The index, which measures all nine U.S. census divisions, found that home prices rose 5.8 percent year over year, up from November’s 5.6 percent annual gain. The December rise was the highest annual increase since June 2014, when it rose 6.3 percent vs. to June 2013.
A poll by Reuters showed that the index was expected to rise 5.3 percent in December, after rising by the same amount a month earlier.
The S&P/Case Shiller 20-city composite index, which tracks the nation’s largest cities, gained 5.6 percent year over year, up from 5.2 percent the previous month. Seattle, Portland, Oregon, and Denver once again topped the charts with the largest year-over-year gains.
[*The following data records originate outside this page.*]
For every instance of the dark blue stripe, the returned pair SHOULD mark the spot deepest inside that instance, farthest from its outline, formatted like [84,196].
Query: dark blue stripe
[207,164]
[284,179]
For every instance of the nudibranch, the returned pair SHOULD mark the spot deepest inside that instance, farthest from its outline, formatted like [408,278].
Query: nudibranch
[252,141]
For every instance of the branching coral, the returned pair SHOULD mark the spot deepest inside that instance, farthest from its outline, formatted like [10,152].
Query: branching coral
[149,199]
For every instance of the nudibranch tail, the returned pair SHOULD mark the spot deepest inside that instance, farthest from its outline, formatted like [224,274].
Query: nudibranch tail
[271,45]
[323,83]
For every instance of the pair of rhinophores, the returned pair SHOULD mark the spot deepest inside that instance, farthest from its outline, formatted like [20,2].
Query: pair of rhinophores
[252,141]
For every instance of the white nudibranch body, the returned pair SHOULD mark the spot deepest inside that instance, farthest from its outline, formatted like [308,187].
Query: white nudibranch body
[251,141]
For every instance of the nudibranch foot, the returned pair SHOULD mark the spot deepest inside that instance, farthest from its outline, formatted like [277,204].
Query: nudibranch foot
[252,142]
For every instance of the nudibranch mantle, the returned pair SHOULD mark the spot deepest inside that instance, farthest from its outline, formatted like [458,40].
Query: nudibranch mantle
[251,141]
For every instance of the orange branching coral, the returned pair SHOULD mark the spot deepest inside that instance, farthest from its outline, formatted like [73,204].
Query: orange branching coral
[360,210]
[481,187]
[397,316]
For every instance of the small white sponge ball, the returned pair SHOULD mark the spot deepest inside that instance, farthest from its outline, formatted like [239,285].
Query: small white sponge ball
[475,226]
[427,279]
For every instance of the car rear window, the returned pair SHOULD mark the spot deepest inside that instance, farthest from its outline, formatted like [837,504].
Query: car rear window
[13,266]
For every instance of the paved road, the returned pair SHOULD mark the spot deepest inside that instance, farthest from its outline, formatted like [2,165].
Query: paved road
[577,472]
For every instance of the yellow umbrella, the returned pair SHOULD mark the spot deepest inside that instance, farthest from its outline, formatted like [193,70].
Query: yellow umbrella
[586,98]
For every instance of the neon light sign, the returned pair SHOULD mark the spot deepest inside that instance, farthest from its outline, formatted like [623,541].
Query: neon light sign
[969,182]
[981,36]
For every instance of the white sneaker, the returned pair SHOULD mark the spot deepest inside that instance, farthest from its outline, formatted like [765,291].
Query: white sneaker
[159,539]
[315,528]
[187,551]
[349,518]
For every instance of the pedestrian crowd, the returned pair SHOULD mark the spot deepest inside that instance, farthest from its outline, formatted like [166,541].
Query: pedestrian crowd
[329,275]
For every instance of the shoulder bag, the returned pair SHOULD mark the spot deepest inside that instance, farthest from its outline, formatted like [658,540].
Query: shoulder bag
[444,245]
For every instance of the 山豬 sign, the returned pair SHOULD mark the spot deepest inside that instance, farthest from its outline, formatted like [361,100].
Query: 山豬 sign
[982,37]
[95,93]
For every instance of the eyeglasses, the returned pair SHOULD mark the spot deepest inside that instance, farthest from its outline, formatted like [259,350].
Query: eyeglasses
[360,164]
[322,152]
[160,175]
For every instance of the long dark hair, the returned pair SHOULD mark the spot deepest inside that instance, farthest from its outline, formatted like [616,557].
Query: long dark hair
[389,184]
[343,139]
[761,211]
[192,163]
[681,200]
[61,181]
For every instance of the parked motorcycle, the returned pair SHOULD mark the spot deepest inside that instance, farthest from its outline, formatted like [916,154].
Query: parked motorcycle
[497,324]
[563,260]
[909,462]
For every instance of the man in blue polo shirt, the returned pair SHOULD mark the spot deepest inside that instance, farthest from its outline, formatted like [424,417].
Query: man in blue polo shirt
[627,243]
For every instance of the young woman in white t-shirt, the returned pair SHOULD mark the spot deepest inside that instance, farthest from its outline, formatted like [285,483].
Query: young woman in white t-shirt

Seattle continued to lead the pack, rising at an annualized rate of 10.8 percent.
Of the nation’s 20 largest cities, seven reached their all-time highs in December: Seattle, Portland, Denver, Boston, Charlotte, North Carolina, San Francisco and Dallas.
“Home prices continue to advance, with the national average rising faster than at any time in the last two-and-a-half years,” David Blitzer, managing director and chairman of the index committee at S&P Dow Jones Indices, said in a press release.
And while rising home prices can trigger concerns about inflation, Blitzer said the speed at which they are growing “is not alarming.” He cited low inventory as a factor for the rise.
“While sales of existing single-family homes passed five million units at annual rates in January, the highest since 2007, the inventory of homes for sales remains quite low with a 3.6 month supply,” he said.
Blitzer noted that new home sales were higher than in recent years, at 555,000 in 2016, but still under the average pace of 700,000 since 1990.
Mortgage rates also had an impact on the rise, Blitzer said: “A 30-year fixed rate mortgage today is 4.2 percent compared to the 6.4 percent average since 1990.”